We are selling in Europe under the Pan-EU program, with Germany as our main location. From there, Amazon distributes to other countries. We encountered the following situation: In Multi-Country Inventory, all stock is displayed in Italy, but in Manage Inventory for Germany, we see all stock there. Interestingly, the report shows stock only in Italy, but the sales are happening in Germany. This raises the following questions:
How can we know exactly where and how much stock we have? This information would help us understand where and how to push the goods.
If I disconnect BIL and the program from Italy, will the stock there be moved back to Germany?
What you are seeing is a common Pan-EU reporting inconsistency where different Seller Central views reflect different “ownership” and “fulfilment” logic rather than the physical reality in real time, so the most accurate way to see exactly where your units are physically stored is to use the Inventory Event Detail report and the FBA Inventory Age or Daily Inventory History reports, which break stock down by fulfillment center country rather than by marketplace, whereas Manage Inventory often shows sellable quantity allocated to a marketplace like Germany even if the units are physically sitting in Italy and being cross-border fulfilled.
Under Pan-EU, Amazon freely redistributes inventory based on demand forecasting, and sales in Germany can be fulfilled from Italian FCs without you seeing a clean one-to-one mapping in standard views, so pushing goods is generally done via pricing, ads, and demand signals at the marketplace level rather than by trying to target a specific country’s physical stock.

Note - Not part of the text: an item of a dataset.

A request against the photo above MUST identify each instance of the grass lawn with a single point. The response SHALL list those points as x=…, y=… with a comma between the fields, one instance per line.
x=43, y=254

If you disconnect Italy from Pan-EU or disable BIL for Italy, Amazon does not automatically move stock back to Germany, as removal or rebalancing decisions are entirely at Amazon’s discretion, and existing inventory usually remains where it is and may still be used for cross-border fulfillment unless you explicitly create removal or transfer orders, which can be costly and slow.
In practice, sellers should assume Amazon will keep inventory where it optimizes network costs, use detailed inventory reports to understand physical placement, and focus on marketplace-level demand generation rather than trying to manually control country-level stock movement within Pan-EU.